OKCupid’s MyBestFace Would Be Awesome … If It Worked

OKCupid recently unveiled MyBestFace, a feature that helps its members determine their most attractive profile pictures. You have to earn the report by voting on other members’ photos, and others do the same for yours. Each photo you post requires you to vote on 20 pairs of photos. You have to choose which person you’d rather go on a date with (and skip is not an option). According to OKCupid, this is how it works: “A group of real humans compared your photos with others’, and each time your photo was selected – or not – the information we gleaned was a complex function of how well the opposing photo did in its own report. In other words, we weren’t simply counting votes. We considered all the other votes, too, and converged rapidly on your best face.” Sounds a lot like Mark Zuckerberg’s Facemash to me.

As I voted I realized I was unfairly discriminating against certain users that were not my type. I wished I could specify demographics (at least age range) of people I voted on and people who voted on me. For example, an older woman may choose to go on a date with an older man when pitted against me, just because he’s older, which in turn reduces my score unfairly.

I was very surprised by the results of my report after running my favorite 8 pictures through it, so I decided to process more of them, and more again. Still surprised I decided to run them through a second time to determine the consistency of the results. After all, to trust the results of which photo is better than another, a photo should score higher than another in both round 1 and round 2.

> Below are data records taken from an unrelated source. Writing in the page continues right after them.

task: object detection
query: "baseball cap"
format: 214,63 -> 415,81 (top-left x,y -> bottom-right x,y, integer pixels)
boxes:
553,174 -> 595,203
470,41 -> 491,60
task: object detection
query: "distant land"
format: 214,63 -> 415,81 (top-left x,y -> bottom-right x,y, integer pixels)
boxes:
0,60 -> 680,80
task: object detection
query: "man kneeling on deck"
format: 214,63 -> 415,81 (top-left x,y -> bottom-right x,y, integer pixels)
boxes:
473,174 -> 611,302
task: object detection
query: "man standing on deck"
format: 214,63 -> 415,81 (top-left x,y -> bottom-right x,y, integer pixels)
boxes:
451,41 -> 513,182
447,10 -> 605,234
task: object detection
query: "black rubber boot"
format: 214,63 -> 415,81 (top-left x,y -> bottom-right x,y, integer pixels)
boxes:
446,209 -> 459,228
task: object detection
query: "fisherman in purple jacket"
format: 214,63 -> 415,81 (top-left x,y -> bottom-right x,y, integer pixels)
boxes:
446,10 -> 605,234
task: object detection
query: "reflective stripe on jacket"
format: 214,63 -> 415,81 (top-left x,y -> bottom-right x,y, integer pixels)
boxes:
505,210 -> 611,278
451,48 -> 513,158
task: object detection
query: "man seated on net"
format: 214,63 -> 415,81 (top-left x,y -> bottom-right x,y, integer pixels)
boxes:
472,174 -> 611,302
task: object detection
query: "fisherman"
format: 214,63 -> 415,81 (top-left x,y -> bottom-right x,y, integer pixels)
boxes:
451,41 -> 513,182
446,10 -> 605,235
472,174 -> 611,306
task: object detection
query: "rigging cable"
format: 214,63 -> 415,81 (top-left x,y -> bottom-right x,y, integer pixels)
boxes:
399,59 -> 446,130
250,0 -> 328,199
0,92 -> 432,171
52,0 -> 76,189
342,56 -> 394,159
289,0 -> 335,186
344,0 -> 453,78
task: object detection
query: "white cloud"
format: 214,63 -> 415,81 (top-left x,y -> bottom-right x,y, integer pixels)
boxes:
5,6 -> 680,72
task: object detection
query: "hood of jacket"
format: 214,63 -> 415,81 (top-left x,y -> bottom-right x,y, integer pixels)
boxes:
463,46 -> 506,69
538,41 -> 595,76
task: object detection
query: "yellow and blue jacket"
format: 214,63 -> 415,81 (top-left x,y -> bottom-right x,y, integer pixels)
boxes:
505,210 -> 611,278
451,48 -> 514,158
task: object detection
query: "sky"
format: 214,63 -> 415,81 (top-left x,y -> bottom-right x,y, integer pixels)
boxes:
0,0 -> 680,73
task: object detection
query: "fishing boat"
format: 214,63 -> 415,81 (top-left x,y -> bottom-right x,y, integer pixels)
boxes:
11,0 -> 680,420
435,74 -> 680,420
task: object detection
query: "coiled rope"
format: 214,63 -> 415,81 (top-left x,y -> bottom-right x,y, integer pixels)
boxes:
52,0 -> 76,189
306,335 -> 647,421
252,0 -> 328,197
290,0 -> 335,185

I ran 44 pictures through MyBestFace twice and analyzed the numbers on a spreadsheet (update 6/22/2010 more accurate Excel version). Combining numbers from both rounds, I found that the standard deviation from one photo to another is lower than the average discrepancy between round 1 and round 2. If this is always true, that means you cannot tell which photo is better than another after only one round of comparison. Keep in mind that you have to vote on 20 photos per round per photo submitted, so submitting 44 photos twice required voting on 1,760 pairs of photos, which of course took a lot of time.

My average picture rating of both rounds was 67.36. The average difference between my picture score and 67.36 is 4.3, and the standard deviation over both rounds is 5.38. The average difference between the same photo in round 1 vs. round 2 is 5.46, which is the system’s margin of error.

Since the margin of error is greater than the standard deviation between my good and bad photos, I consider the results very inaccurate in round 1. One could argue that if I compared 2 photos in round 1 and the difference between them was greater than 5 (MyBestFace rounds to whole numbers), the higher scoring picture is indeed more attractive than the lower scoring picture. However, in the worst case scenario I had one picture jump 13 points from round 1 to round 2! And only 13.6% of my photos earned the same score in round 1 and round 2.

It would take rating another 1,760 pairs of photos to determine the reduction in the system’s margin of error after doubling the number of experiments, but I assume it would still be greater than the standard deviation from photo to photo. If that is the case, then even after 4 rounds of experimentation the system still fails to prove which photo is more desirable than another.

MyBestFace is fun to try, and it would be a very useful tool if its results were accurate, but after running this experiment I think I’m better off just asking a few friends which of my pictures are most attractive.